Gdańsk-Kraków-Łódź-Warszawa Seminar in Singularity Theory

Friday, April 17

on-line on zoom

Meeting ID: 931 2534 5558
Passcode: 983090

  • 9:45-10:35 Riccardo Ghiloni (Università di Trento) The Nash-Tognoli theorem over the rationals and its version for isolated singularities

    Abstract: The Nash-Tognoli theorem asserts that every compact smooth manifold \(M\) of dimension \(d\) is smoothly diffeomorphic to a nonsingular algebraic subset \(X\) of \(\mathbb{R}^{2d+1}\), a so-called algebraic model of \(M\). Since the subset \(X\) of \(\mathbb{R}^n\) is algebraic and nonsingular, it can be described both globally and locally by a finite number of polynomials with real coefficients, that is, there exist polynomials \(p_1,\ldots,p_n\) in \(\mathbb{R}[x_1,...,x_{2d+1}]\) for a certain positive natural number \(n\) such that:

    • \(X\) is the locus of the zeros of the polynomials \(p_i\), that is, \(X=\{x\in\mathbb{R}^{2d+1}:p_1(x)=0,\ldots,p_n(x)=0\}\) and
    • locally at every point \(y\) of \(X\), the polynomials \(p_i\) describe the differential structure of \(X\) via the Implicit Function Theorem, that is, for every \(y\in X\), there exist a neighborhood \(U\) of \(y\) in \(\mathbb{R}^{2d+1}\) and \(d+1\) indices \(i_1,\ldots,i_{d+1}\) extracted from \(\{1,..,n\}\) (that depend on \(y\)) such that \(X\cap U=\{x\in U:p_{i_1}(x)=0,\ldots,p_{i_{d+1}}(x)=0\}\) and the gradients of the polynomials \(p_{i_1},...,p_{i_{d+1}}\) evaluated at \(y\) are linearly independent.
    In the recent paper [1], Enrico Savi and I proved that the polynomials \(p_1,\ldots,p_n\) can be chosen with rational coefficients. This guarantees for the first time that, up to smooth diffeomorphisms, every compact smooth manifold can be described both globally and locally by means of a finite number of exact data.
    The aim of the talk is to present this Nash-Tognoli theorem over the rationals and also a version of it for real algebraic sets with isolated singularities.
    The previous results are based in part on a new version of real algebraic geometry that I recently developed together with José F. Fernando in [2].
    References:
    [1] Riccardo Ghiloni and Enrico Savi, The Nash-Tognoli theorem over the rationals and its version for isolated singularities, arXiv:2302.04142v2
    [2] José F. Fernando and Riccardo Ghiloni, Subfield-algebraic geometry, arXiv:2512.08975

 

  • 10:45-11:35 Antonio Carbone (Università di Ferrara) Resolution of closed semialgebraic sets and applications

    Abstract: Bierstone and Parusiński studied the desingularization of \(d\)-dimensional closed subanalytic sets and in particular of \(d\)-dimensional closed semialgebraic sets. Their procedure preserves the number of \(d\)-dimensional components connected by analytic paths of the involved closed semialgebraic sets, so they have a good behaviour for pure dimensional closed semialgebraic sets. If the involved \(d\)-dimensional closed semialgebraic set is not pure dimensional, some components connected by analytic paths of smaller dimension could be dropped during the desingularization process. For instance, Whitney's umbrella \(W:=\{{\tt y}^2{\tt z}-{\tt x}^2=0\}\subset\mathbb{R}^3\) has two components connected by analytic paths (one of dimension \(2\) and the other of dimension \(1\)), whereas its desingularization has only one component connected by analytic paths, that has dimension \(2\). The obtained models in the desingularization process, that we call closed chessboard sets, are the closures of (finite) unions of connected components of the complements of normal-crossings divisors of non-singular real algebraic sets.

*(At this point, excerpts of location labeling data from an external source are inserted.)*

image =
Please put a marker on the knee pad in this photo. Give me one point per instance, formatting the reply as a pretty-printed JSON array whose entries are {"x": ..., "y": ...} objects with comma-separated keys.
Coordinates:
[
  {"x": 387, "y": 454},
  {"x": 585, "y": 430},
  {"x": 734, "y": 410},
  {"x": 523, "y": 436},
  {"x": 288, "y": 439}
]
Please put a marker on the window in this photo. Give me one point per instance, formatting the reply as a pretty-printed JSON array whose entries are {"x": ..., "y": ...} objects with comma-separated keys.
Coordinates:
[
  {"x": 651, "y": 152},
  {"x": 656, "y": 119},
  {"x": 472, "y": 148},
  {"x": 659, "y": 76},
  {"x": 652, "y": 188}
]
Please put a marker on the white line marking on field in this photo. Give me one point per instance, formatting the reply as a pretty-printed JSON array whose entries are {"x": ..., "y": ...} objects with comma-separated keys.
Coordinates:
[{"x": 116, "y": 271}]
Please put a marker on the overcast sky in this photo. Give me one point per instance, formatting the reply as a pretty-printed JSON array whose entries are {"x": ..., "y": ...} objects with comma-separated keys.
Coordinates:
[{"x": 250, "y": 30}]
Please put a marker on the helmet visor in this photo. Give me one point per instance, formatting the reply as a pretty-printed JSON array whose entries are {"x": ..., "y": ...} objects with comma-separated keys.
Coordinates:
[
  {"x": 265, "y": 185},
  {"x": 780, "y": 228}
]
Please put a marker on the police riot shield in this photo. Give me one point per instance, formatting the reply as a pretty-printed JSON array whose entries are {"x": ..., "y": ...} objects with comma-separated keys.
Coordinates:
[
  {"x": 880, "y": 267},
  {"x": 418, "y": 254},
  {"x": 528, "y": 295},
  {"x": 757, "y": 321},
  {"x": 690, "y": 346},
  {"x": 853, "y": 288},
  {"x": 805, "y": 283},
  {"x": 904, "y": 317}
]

    In this seminar we start by presenting the resolution of \(d\)-dimensional closed chessboard sets \(\mathcal{S}\) using Nash manifolds with corners \(\mathcal{Q}\) with the same number of connected components as \(\mathcal{S}\) (or equivalently the same number of irreducible components). Next, we present the Nash double \(D(\mathcal{Q})\) of a Nash manifold with corners \(\mathcal{Q}\), which is the analogous of the Nash double of a Nash manifold with smooth boundary, but takes into account the peculiarities of the boundary of \(\mathcal{Q}\). Combining the previous results with Bierstone and Parusiński's desingularization (together with some algebraization techniques) we obtain that: If \(\mathcal{S}\) is a \(d\)-dimensional closed semialgebraic set connected by analytic paths, then there exists a \(d\)-dimennsional non-singular irreducible real algebraic set \(X\), a proper surjective polynomial map \(f:X\to \mathcal{S}\) and a closed semialgebraic subset \(\mathcal{R}\subset \mathcal{S}\) of dimension \(<d\) such that \(X\setminus f^{-1}(\mathcal{R})\) and \(\mathcal{S}\setminus \mathcal{R}\) are Nash manifolds of the same dimension \(d\) and the restriction of \(f\) to \(X\setminus f^{-1}(\mathcal{R})\) is a Nash covering map whose fibers are finite and have constant cardinality. Finally, we present several applications of our results:

    • A complete characterisation of the compact semialgebraic sets that are images of the unitary closed ball under Nash maps.
    • A compactification result for Nash manifolds with corners by compact Nash manifolds with corners.
    • A result on Nash approximation of continuous semialgebraic maps whose target space are Nash manifolds with corners.
    This is a joint work with José F. Fernando